Hurdles and Prospects of CBN’s Fintech Stress Test as Sector Faces Funding Squeeze

 


After years of rapid, entrepreneur-driven expansion, Nigeria’s fintech sector is entering a new phase—one defined less by growth at all costs and more by regulatory alignment, capital discipline, and institutional stability.

As 2026 unfolds, the once-booming industry is grappling with tighter funding conditions and heightened regulatory scrutiny, according to a recent Central Bank of Nigeria (CBN) report titled “Shaping the Future of Fintech in Nigeria: Innovation, Inclusion and Integrity.” The report paints a picture of a sector at a critical crossroads.

Funding winter bites

Nigeria’s fintech ecosystem, long regarded as Africa’s tech powerhouse, is feeling the impact of a global venture capital slowdown. Startup funding in the country fell by 17 per cent to $343 million in 2025, while Africa-wide figures for January 2026 stood at just $64 million—about 37 per cent of the $174 million raised by startups across the continent, according to Africa: The Big Deal.

Despite the funding slump, the sector continues to expand in numbers. As of February 2025, Nigeria hosted more than 430 fintech companies, a 70 per cent jump from 255 recorded in January 2024, data from Fintech News Africa shows. The ecosystem, the largest in Africa, spans business payments, digital lending and consumer financial solutions, with over 360 firms authorised as digital lenders by May 2025.

However, survival—not scaling—is now top of mind for many operators.

A divided view of regulation

The CBN’s nationwide survey reveals a sharply divided industry. Half of fintech operators describe the current regulatory environment as enabling, while the other 50 per cent see it as restrictive. Key concerns include prolonged licensing timelines, unclear guidelines and inconsistent application of rules.

Rising liquidity pressure is compounding these challenges. About 37.5 per cent of operators say raising capital locally has become difficult or very difficult, as macroeconomic uncertainty and global risk aversion continue to deter foreign investors.

In response, an overwhelming 87.5 per cent of fintech executives surveyed are calling for targeted intervention—specifically a fintech-focused growth fund or a credit guarantee scheme to de-risk lending and unlock long-term capital.

Rather than direct subsidies, operators are proposing market-based solutions, including the development of secondary markets for fintech debt, blended finance structures that combine development and private capital, and risk-sharing models involving institutions such as the Development Bank of Nigeria (DBN) and InfraCredit.

CBN’s cautious stance

While industry players are eager for state-backed financial support, the CBN is treading carefully. The apex bank has ruled out acting as a direct lender or setting up venture-style financing vehicles.

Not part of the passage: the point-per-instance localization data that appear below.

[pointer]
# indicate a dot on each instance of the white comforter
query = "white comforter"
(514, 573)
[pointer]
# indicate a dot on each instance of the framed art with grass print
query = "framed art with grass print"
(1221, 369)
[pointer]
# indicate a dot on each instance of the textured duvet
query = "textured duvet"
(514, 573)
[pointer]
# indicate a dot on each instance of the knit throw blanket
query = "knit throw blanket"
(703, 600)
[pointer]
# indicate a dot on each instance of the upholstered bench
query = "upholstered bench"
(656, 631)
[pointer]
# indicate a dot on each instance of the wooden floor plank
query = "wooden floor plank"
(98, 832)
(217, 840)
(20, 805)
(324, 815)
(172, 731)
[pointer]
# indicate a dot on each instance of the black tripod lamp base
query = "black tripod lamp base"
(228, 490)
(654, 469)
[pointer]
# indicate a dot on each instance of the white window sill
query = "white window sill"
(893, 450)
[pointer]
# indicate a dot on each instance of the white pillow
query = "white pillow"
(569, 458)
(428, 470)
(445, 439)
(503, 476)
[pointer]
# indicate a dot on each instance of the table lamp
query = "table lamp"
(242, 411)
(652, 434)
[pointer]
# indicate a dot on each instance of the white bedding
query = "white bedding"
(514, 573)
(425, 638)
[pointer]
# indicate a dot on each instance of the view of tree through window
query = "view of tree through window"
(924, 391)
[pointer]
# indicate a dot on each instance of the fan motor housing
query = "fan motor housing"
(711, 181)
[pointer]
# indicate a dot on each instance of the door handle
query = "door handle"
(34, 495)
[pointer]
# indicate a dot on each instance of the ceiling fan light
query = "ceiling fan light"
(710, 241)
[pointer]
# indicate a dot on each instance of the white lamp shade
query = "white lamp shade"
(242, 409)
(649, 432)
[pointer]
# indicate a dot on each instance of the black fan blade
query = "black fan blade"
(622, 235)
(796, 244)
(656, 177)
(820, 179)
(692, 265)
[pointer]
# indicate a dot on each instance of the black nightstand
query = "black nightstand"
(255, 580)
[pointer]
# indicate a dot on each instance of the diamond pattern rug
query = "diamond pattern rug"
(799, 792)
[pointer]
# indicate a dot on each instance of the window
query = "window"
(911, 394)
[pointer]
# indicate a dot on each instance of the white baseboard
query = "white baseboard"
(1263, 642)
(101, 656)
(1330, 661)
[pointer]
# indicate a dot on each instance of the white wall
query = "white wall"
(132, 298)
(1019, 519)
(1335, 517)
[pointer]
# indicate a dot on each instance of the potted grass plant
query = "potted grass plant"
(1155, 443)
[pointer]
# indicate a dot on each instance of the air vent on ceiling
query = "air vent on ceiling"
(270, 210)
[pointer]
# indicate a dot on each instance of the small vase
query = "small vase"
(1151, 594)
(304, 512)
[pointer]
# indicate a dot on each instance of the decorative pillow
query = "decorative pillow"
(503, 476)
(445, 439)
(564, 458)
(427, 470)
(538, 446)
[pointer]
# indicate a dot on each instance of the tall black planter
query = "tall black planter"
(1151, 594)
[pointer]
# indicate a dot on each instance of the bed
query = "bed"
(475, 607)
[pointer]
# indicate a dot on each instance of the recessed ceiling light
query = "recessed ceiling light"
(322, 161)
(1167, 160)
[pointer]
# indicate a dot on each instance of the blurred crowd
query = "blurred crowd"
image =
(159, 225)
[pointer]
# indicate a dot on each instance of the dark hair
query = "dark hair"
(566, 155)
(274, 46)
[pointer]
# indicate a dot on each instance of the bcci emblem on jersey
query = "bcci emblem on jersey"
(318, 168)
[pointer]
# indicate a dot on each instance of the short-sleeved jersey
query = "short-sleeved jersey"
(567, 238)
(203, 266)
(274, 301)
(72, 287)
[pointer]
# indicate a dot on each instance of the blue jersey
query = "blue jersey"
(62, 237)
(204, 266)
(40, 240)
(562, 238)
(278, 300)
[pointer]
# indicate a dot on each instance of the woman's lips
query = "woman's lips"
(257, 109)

Officials point to lessons from the now-discontinued Anchor Borrowers’ Programme (ABP), which disbursed about N1.1 trillion but left N629.04 billion unrecovered as of late 2025. Determined to avoid a repeat, the CBN says its role will be that of an arranger—mobilising private and development capital without exposing its own balance sheet.

Signs of optimism

Despite the headwinds, recent developments have injected cautious optimism into the sector. In October 2025, Nigeria was officially removed from the Financial Action Task Force (FATF) grey list, a move expected to reduce compliance costs, ease cross-border transactions and improve the country’s global risk profile.

In addition, the $617.7 million Investment in Digital and Creative Enterprises (iDICE) programme is gaining traction. Its participation in Ventures Platform’s $64 million fundraise in November 2025 signalled growing government-backed support for early-stage innovation.

Industry reaction

Commenting on the evolving regulatory landscape, Rarzack Olaegbe, producer of Fintex Show on Nigeria Info 99.3 FM, said the 2025 CBN policy marks the second major regulatory overhaul of the fintech space in four years, following the 2022 cashless policy.

According to him, the new framework is designed to bring stability, integrity and consumer protection as more fintech firms transition into regulated banking entities, including through microfinance bank licences.

“Some fintechs are effectively becoming banks,” Olaegbe said, noting that firms such as Interswitch, Opay, Paystack and Palmpay now operate at bank-like scale. “The new rules address past gaps—like lack of physical offices and poor customer response—by holding fintechs to standards similar to traditional banks.”

While acknowledging that higher capital requirements—such as the N5 billion microfinance bank licence fee—raise the entry barrier, Olaegbe said established fintechs with strong investors are well positioned to adapt.

The road ahead

As Nigeria’s fintech sector undergoes what many see as a regulatory stress test, the path forward will require balance. Operators want clearer, more predictable rules, while regulators want proof of stronger governance and capital discipline.

The CBN insists that ad hoc engagement will no longer suffice. Instead, it is pushing for structured, high-trust collaboration between regulators, industry players and investors.

If reforms are well executed, the apex bank believes Nigeria could evolve from being Africa’s fintech frontrunner to a global rule-setter in digital finance.